Tillmann verortet das Symptom zwischen den gesellschaftlichen Verhältnissen der Industrialisierung und Globalisierung und den individuell biographischen Erfahrungen und damit im Formenkreis der Hysterie, die mit dem Tinnitus gegen den Prozess der Entsinnlichung und des Sinnverlusts aufbegehrt. Der Tinnitus hat etwas zu erzählen aus der Zeit des frühen körperlichen Erlebens und möglichen Entgleisungen des vorsprachlichen Mutter-Kind-Dialoges, die im Körper eingekapselt sind und sich in besonderen Lebenssituationen wieder zu Gehör zu bringen versuchen. Diesen noch unverstandenen und dadurch nicht sprachfähigen Botschaften nicht zuzuhören, sondern dem Patienten die »Maskierung« seines Symptoms zu empfehlen (wie es die vorherrschende Therapie tut), bedeutet auch, dem Patienten wichtige Zugänge zur eigenen Erfahrung weiter zu verstellen und ihn mit seiner Angst allein zu lassen. Mit jeder weiteren Maske zieht sich auch der Sinn weiter zurück und raubt anstehenden Neufassungen des eigenen Lebensstils oder notwendigen Korrekturen in der Feinabstimmung von Ich und Welt die Energie. Unerträglich ist ein Leiden vor allem dann, wenn es keinen Sinn macht, betont Tillmann und sieht eine mögliche Brücke zum Unbewussten und zur Wiederherstellung verloren gegangener Sinnzusammenhänge in der Schaffung neuer Zugänge zu ästhetischen Erlebnissen.

Dieser Ansatz ist ganz nah an der Musiktherapie als einer psychotherapeutischen Methode, die mit der musikalischen Zwiesprache von Patient und Therapeut über besondere Zugangsformen zum frühen Dialog verfügt.
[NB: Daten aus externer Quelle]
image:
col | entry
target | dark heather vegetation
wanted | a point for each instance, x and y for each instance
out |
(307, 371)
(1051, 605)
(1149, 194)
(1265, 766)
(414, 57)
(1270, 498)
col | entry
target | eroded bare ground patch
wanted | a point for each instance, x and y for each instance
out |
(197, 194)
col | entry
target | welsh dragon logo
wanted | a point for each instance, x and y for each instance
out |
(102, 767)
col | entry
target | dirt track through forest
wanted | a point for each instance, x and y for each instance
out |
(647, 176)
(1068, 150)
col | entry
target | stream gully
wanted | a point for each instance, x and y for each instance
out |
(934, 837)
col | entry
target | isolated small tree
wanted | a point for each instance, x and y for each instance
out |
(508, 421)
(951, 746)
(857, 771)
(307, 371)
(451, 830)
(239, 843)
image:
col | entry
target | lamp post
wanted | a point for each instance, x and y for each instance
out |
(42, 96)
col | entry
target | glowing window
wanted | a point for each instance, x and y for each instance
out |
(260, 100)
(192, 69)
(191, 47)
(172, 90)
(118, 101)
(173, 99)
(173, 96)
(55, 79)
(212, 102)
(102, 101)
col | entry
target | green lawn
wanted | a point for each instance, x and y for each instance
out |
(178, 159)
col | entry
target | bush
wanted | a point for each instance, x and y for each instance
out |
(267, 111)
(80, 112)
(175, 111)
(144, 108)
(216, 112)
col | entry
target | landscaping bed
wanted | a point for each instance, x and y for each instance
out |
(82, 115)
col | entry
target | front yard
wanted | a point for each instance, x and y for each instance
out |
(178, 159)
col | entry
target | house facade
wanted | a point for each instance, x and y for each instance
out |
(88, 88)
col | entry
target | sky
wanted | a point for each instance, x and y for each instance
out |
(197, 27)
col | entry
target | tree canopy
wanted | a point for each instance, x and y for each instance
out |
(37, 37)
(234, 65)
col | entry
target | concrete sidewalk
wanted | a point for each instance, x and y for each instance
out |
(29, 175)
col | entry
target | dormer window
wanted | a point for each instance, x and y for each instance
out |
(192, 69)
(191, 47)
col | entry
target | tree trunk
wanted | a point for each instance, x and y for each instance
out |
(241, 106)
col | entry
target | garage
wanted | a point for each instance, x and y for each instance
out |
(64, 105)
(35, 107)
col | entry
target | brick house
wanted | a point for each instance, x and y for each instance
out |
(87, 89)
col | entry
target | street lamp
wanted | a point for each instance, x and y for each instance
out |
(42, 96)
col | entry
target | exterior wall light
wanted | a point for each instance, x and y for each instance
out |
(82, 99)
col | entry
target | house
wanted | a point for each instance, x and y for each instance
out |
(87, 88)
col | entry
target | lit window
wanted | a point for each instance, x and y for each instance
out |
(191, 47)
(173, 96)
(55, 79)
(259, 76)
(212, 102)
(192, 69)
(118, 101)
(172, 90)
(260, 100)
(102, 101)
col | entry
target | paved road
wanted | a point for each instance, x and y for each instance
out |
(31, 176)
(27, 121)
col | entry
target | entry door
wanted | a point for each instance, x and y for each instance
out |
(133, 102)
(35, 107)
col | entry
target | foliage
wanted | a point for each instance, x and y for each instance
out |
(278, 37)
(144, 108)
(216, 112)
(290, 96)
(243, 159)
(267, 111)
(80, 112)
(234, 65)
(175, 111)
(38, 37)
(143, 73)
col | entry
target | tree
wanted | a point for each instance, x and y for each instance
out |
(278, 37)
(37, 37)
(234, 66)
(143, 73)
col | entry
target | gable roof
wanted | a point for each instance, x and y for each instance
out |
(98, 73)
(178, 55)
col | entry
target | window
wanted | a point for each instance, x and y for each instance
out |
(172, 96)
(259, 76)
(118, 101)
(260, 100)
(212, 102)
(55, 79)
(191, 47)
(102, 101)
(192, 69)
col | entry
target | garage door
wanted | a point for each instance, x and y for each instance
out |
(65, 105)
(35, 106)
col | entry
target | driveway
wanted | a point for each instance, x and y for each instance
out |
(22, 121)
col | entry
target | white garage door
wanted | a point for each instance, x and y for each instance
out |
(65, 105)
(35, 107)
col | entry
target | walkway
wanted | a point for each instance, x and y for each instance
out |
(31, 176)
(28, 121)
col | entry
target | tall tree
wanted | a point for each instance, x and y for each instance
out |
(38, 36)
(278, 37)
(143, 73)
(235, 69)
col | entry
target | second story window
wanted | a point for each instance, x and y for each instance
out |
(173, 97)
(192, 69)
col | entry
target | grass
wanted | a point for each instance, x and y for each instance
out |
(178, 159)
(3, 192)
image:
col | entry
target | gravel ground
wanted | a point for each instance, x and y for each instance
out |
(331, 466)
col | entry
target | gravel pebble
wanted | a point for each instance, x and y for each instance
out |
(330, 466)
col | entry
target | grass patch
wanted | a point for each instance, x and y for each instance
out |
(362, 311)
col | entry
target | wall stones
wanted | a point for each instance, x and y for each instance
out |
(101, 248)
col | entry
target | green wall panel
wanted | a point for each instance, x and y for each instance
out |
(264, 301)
Auch der Möglichkeit der (Wieder-)Entdeckung der Musik als »Sprache der Gefühle« kommt eine besondere Bedeutung zu, wenn es um eine Entwicklung vom »konkreten Körper weg zum emotionalen Körper« (S. 88) geht. Auch die freie Improvisation kann den Betroffenen eine sinnlich-ästhetische Erlebens und Ausdrucksform verfügbar machen – auch über die Therapie selbst hinaus – und somit Teil einer Wandlung werden, die der Tinnitus anzustoßen versucht. Tillmann beschreibt die besondere Bedeutung des Hörens für die kindliche Entwicklung wie für die Gegenwart und verweist darauf, dass das Hinhören beim Tinnitus wie auch in der Musik dabei helfen könne, »sich seiner selbst gewahr zu werden« (S. 67). Indem er die sinnliche Erfahrung und die metaphorische Verschlüsselung in den Künsten mit der Metaphorik des Tinnitus in Beziehung setzt, schafft er bedenkenswerte konzeptuelle Anregungen sowohl für die, die musiktherapeutisch mit Betroffenen arbeiten oder die auch selbst vom Tinnitus betroffen sind. Der Zumutung, das Symptom in seiner psychologischen Dimension zu verstehen, steht die berechtigte Hoffnung entgegen, dass das Psychische zugleich das Wandelbare ist und dass das Symptom wieder verschwinden kann wie es gekommen ist - auch nach längerer Zeit.